Le « haha ! » Le moment qui a dévoilé tout le potentiel du Day/Night Band est arrivé en 2019. Je parcourais les images à la recherche de nuages se faisant passer pour des mers laiteuses lorsque je suis tombé sur un événement étonnant au sud de l’île de Java. Je regardais un énorme tourbillon d’océan rougeoyant qui s’étendait sur plus de 40 000 milles carrés (100 000 km carrés) – à peu près la taille du Kentucky. Les images des nouveaux capteurs ont fourni un niveau de détail et de clarté que je n’avais pas imaginé possible. J’ai regardé avec étonnement la lueur dériver lentement et se métamorphoser avec les courants océaniques.
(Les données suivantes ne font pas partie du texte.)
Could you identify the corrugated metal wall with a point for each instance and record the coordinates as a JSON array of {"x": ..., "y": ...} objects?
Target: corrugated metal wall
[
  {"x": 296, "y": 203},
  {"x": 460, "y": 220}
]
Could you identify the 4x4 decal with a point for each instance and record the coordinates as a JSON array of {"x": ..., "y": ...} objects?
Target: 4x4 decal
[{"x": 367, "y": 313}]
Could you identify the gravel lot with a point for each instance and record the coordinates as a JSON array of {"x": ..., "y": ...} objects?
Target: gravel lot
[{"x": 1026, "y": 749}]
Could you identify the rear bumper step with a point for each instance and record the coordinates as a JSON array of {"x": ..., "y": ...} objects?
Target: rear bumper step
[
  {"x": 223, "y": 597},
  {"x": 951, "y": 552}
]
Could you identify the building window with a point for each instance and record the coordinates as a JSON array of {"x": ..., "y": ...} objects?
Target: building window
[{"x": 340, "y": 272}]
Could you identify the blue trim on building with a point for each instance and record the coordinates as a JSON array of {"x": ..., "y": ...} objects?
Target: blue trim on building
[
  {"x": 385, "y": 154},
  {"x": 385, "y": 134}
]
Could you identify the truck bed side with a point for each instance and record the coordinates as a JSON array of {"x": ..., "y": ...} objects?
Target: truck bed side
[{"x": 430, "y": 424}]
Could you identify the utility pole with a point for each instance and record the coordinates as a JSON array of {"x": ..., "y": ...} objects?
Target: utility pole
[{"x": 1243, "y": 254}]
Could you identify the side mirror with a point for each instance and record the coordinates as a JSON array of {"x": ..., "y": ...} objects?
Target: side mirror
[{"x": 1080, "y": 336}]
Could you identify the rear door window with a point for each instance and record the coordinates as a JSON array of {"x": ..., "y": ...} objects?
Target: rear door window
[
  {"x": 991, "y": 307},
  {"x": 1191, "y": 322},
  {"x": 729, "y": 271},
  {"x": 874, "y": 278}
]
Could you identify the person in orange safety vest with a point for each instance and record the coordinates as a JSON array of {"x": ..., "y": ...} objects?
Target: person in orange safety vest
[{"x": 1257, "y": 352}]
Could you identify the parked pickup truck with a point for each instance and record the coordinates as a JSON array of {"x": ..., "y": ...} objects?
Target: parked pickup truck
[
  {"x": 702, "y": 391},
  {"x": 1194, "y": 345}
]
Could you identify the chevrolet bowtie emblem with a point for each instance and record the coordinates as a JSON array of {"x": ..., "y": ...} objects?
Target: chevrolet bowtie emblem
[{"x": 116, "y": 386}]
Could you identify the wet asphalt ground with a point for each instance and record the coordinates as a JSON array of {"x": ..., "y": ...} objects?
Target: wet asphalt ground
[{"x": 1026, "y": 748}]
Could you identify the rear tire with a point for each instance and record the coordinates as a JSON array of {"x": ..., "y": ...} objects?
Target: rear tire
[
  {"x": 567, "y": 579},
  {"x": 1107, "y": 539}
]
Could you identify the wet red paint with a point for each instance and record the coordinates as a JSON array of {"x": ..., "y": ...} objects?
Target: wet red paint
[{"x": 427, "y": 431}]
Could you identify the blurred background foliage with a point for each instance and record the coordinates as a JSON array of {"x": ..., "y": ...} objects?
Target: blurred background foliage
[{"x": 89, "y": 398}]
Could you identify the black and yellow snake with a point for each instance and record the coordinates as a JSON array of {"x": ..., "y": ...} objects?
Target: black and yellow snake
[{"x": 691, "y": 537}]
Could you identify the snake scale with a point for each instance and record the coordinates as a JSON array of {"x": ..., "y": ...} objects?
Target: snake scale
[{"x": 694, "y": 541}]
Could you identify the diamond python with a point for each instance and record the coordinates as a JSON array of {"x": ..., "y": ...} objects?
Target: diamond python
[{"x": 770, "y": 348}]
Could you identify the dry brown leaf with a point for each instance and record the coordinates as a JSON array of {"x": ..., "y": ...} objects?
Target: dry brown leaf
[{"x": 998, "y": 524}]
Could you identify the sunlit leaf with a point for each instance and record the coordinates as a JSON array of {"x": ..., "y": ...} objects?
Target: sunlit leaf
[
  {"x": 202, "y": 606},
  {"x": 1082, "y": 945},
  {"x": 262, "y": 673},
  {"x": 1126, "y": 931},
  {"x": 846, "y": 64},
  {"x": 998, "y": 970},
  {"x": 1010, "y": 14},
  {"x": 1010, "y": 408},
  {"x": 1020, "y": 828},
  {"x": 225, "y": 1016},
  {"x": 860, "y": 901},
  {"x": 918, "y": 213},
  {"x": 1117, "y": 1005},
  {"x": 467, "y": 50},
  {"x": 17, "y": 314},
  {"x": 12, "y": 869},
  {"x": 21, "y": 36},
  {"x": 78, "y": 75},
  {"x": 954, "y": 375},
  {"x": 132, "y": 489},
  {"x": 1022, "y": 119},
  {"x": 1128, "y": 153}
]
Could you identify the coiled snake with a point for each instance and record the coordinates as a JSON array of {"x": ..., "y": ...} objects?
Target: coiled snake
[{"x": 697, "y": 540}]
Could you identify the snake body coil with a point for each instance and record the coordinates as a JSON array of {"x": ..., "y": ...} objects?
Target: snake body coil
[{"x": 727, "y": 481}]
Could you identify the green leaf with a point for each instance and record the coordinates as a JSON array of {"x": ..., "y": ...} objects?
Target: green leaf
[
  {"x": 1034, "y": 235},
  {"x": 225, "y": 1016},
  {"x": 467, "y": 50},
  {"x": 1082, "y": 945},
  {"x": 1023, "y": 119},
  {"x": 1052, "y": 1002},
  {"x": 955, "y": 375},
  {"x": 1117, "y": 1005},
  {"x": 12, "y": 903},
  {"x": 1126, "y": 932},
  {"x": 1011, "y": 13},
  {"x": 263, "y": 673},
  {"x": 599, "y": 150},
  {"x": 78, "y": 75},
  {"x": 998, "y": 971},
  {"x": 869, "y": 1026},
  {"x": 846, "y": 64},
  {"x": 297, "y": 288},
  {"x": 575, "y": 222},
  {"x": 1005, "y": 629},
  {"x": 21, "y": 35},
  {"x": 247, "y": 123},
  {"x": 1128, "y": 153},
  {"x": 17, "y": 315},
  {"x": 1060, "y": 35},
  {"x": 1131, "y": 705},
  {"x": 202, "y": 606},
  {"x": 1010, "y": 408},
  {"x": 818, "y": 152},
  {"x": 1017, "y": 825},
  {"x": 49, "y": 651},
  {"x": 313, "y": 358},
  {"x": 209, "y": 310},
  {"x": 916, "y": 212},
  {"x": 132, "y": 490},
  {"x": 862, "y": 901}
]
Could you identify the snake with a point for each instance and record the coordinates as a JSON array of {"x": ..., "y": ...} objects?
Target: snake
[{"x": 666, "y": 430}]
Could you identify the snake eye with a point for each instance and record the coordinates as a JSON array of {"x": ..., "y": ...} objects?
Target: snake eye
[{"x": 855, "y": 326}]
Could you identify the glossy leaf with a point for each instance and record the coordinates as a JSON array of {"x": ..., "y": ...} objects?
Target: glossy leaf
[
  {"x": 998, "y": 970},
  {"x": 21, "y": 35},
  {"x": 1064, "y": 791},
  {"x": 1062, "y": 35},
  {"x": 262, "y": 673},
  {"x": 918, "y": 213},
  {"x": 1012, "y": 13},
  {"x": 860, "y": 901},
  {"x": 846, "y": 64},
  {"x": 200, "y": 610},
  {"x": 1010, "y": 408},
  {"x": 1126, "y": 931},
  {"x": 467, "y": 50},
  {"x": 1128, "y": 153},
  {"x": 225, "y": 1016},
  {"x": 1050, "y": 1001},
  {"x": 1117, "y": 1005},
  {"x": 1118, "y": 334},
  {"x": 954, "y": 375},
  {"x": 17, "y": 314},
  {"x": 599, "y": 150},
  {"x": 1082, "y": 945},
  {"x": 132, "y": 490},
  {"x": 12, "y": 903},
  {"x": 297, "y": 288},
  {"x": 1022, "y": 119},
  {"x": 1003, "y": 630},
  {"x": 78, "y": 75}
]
Nous avons beaucoup appris de ce cas de bassin versant : comment les mers laiteuses sont liées à la température de surface de la mer, à la biomasse et aux courants – des indices importants pour comprendre leur formation. Quant au nombre estimé de bactéries impliquées ? Environ 100 milliards de milliards de cellules – près du nombre total estimé d’étoiles dans l’univers observable!
L’avenir est prometteur
Par rapport à l’ancienne technologie, regarder les images Day/Night Band revient à mettre des lunettes pour la première fois. Mes collègues et moi avons analysé des milliers d’images prises depuis 2013, et nous avons découvert jusqu’à présent 12 mers laiteuses. La plupart se sont produits dans les mêmes eaux où les marins les signalent depuis des siècles.
La révélation la plus pratique est peut-être combien de temps une mer laiteuse peut durer. Alors que certains ne durent que quelques jours, celui près de Java a duré plus d’un mois. Cela signifie qu’il est possible de déployer des vaisseaux de recherche sur ces événements distants pendant qu’ils se produisent. Cela permettrait aux scientifiques de les mesurer de manière à révéler leur composition complète, comment ils se forment, pourquoi ils sont si rares et quelle est leur importance écologique dans la nature.
Si, comme le capitaine Kingman, je me retrouve un jour debout sur le pont d’un navire, projetant une ombre vers les cieux, je plonge !
Article de Steven D. Miller, professeur de sciences de l’atmosphère, Université d’État du Colorado
Cet article est republié de La conversation sous licence Creative Commons. Lis le article original.